Since arriving in Australia last year, the fall armyworm has devastated large swathes of crop and while inspecting a paddock near Beaudesert, Ms Rodgers came across something nobody had expected: a natural predator in the form of a fungus.
“Brendan was talking to the grower, and I was just further off in the paddock just scouting when came across this white caterpillar that caught my eye,” she said.
“It was sort of glued onto the leaf, so I had to peel it off, gently, and I took it over to Brendan to show him and he’d never seen one like this before, either.
“I did a bit of research and found a paper from Africa that showed a picture of an armyworm infected with the Nomuraea Rileyi fungus.”
That careful scouting and Ms Rodgers’ curiosity paid off handsomely. A laboratory later confirmed that this was indeed a fungus that eats fall armyworms from the inside out, leaving a tell-tale white coating.
News travelled fast and, soon, Ms Rodgers quickly found her story broadcast across Australia.
But, while such discoveries are rare, she said the daily routine of an Elders agronomist brought plenty of interesting finds and discussions.
“You’ve always got to be on your toes to see what’s different or new, and you get to help the farmers out as well,” she said.
“Here in Beaudesert, we have corn, sorghum, coffee, lucerne, avocados, pumpkins and watermelon, which is great.
“We do a lot of regenerative pastures and biodiversity with mixed species specific to what best suits farmers’ needs, whether they want weight gain or more milk production.”
The network of Elders agronomists also provided invaluable back up for the myriad questions about weeds, crops, fungi, soil health and chemistry.

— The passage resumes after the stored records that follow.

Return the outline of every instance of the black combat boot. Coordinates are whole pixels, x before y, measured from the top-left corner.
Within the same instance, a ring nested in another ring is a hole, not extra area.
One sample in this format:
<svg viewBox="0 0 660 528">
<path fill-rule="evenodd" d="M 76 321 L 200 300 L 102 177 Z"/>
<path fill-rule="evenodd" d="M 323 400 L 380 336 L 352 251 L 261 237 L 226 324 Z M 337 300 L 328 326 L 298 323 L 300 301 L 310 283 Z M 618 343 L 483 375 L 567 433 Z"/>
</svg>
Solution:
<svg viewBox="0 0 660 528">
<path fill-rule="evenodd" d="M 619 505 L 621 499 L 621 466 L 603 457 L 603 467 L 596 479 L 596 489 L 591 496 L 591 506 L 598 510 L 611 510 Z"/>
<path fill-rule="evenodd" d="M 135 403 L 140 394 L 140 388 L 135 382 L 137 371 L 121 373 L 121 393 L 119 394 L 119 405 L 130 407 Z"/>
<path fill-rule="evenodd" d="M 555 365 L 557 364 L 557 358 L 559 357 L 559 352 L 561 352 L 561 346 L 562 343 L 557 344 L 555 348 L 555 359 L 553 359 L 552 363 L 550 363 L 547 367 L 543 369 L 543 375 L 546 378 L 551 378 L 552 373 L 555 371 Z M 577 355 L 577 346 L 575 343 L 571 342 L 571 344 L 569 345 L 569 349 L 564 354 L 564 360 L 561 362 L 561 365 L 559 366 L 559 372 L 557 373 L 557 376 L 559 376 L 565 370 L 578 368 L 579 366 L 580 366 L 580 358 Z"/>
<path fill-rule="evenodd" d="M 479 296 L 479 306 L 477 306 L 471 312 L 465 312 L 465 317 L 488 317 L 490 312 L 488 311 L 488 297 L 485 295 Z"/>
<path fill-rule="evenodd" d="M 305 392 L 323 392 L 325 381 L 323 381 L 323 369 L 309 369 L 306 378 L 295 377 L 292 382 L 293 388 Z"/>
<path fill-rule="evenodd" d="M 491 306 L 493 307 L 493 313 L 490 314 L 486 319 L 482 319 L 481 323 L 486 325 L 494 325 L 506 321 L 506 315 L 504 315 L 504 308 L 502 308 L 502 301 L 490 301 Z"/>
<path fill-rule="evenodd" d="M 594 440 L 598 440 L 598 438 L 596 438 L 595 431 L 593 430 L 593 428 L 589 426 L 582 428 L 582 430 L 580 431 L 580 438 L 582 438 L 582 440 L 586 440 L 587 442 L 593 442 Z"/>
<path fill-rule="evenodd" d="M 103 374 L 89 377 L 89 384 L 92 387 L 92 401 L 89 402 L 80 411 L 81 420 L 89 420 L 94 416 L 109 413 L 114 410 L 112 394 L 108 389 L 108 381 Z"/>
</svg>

“With Elders, if you don’t know the answer to a problem, there’s always someone you can just ring,” Ms Rodgers said.
“As a graduate, it’s important to have that network so we can put into practice what we’ve learnt at uni while learning from the guys who do it every day. It’s like being an apprentice in a trade but learning from everyone in in the industry.”
Ms Rodgers is part of the Elders agronomy program, managed by the Thomas Elder Institute, which puts young agronomists through a two-year program of on-the-job learning. Graduates work in rotations across the branch network, covering horticulture and broadacre industries.